DISCUSSION

The analysis presented in the preceding pages represents the application of a novel ML-based method for predicting premature births by using administrative birth data. The results demonstrated that the performance of the DNN classifier trained based on various infant and parental characteristics from administrative data can produce a decent level of performance that outweighs the performance of the OLS classifier trained by the same dataset. Although there are some critical missing factors of birth prematurity, such as genetic information, the findings imply that the combination of ML and administrative birth data may have the potential to identify mothers with high risk and care needs, who need to pay attention to their birth outcomes, which can also improve the effectiveness of public programs providing PCHV services.
From a theoretical point of view, this study is one of the early attempts to confirm the utility of administrative data in predicting premature births. Studies that use administrative birth data for the purpose of predicting birth outcomes have been rare in this area, despite the explosive growth in the amount of data in the public sector and the scientific community. Moreover, as mentioned before, the findings also imply that the combination of ML and administrative data may have the potential to improve the effectiveness of PCHV programs by helping identify mothers with the most need, even though the overall predictive performance of the models should be further improved to allow a more proactive approach in promoting PCHV programs. Therefore, research to develop a model with a higher prediction precision would be necessary. Future research should also make efforts to test with more recent learning algorithms and look for ways to accumulate more data that help improve prediction.
While the findings are encouraging, it is important to also recognize that the predictive approach has the potential risk of systematically excluding some populations that actually demand prenatal care services. The population-based classification and predictive approach compared in this study are all based upon a technique for drawing a boundary dividing potential beneficiaries and other individuals that will not be considered for the program.

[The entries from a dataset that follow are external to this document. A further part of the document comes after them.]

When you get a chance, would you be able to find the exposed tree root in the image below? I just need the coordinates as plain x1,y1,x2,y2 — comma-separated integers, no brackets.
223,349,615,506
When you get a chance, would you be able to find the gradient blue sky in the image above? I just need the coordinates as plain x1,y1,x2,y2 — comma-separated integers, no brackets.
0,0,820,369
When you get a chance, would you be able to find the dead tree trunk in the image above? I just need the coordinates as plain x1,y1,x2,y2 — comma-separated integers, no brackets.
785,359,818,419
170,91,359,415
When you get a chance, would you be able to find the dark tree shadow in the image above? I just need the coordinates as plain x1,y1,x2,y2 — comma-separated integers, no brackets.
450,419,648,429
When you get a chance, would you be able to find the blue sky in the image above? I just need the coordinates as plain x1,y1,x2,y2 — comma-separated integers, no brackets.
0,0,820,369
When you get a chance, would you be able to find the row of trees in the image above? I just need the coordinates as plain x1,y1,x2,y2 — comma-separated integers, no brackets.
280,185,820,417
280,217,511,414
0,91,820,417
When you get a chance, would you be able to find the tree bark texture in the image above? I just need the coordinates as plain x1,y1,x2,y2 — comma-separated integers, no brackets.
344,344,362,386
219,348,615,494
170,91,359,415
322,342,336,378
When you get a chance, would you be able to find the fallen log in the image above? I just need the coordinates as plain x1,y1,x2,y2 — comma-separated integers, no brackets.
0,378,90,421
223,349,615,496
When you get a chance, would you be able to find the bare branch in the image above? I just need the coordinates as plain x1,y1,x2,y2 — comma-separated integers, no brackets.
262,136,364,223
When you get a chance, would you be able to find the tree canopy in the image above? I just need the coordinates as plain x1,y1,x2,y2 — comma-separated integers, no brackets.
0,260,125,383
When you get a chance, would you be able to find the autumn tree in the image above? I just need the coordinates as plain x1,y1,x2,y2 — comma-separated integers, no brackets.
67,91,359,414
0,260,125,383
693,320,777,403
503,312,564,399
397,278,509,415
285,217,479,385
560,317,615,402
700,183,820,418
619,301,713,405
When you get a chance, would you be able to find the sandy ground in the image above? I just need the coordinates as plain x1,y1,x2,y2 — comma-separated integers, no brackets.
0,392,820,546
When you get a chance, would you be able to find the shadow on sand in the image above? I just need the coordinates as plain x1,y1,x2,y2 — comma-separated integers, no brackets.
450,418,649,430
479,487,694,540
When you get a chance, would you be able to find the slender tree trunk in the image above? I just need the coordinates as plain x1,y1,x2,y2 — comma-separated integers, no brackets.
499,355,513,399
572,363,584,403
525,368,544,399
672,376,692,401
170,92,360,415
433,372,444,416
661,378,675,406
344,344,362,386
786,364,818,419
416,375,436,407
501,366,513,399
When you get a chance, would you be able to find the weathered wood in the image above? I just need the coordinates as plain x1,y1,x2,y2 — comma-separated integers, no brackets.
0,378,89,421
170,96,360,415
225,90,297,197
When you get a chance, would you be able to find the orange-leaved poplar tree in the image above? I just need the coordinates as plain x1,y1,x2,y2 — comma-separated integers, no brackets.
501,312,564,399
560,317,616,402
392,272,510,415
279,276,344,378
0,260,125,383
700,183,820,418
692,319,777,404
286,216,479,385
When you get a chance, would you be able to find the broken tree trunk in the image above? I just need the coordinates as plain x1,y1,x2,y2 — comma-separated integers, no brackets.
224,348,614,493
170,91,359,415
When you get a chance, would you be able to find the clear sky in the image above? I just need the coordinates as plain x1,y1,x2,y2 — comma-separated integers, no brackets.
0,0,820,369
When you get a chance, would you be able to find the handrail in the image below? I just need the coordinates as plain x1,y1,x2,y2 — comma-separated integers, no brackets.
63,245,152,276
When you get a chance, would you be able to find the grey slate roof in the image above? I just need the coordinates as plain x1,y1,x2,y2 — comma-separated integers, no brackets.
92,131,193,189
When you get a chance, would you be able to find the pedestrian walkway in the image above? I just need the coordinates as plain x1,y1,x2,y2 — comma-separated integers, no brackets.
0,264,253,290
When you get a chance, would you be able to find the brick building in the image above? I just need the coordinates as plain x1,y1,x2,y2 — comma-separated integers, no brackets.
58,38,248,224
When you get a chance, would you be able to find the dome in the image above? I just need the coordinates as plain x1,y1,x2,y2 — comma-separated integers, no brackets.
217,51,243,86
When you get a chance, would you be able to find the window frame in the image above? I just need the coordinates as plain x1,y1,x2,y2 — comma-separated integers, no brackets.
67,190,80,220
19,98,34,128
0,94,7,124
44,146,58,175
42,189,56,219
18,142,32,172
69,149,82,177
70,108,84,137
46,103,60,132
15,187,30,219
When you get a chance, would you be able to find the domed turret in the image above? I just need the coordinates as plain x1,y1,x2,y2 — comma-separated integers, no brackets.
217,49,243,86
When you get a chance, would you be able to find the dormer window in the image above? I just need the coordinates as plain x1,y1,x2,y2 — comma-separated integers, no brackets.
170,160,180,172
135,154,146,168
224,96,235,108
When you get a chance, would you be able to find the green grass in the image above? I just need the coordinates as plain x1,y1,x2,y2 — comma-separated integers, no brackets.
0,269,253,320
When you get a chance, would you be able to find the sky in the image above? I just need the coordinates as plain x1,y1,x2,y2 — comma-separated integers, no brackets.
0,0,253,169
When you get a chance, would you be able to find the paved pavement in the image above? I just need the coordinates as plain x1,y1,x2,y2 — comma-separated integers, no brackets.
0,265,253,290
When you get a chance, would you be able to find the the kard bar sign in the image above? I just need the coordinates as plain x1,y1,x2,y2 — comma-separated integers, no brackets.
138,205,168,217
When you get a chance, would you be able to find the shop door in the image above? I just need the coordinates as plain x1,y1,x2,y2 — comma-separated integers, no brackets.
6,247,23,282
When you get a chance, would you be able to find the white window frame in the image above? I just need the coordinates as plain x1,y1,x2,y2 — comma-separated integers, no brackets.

The only differences between them are whether the model draws on a statistical or ML technique and how many variables are included in the classification. These efforts are expected to allow identifying individuals with the highest need. However, as mentioned before, a downside of these approaches would be that there might be certain individuals or populations left behind because perfect predictive models do not exist and some variables might be missing. An agency that attempts to use a predictive approach for promoting a PCHV program should acknowledge this situation and try to mitigate it with ancillary measures and more traditional strategies with the goal of also including individuals not identified through the predictive models.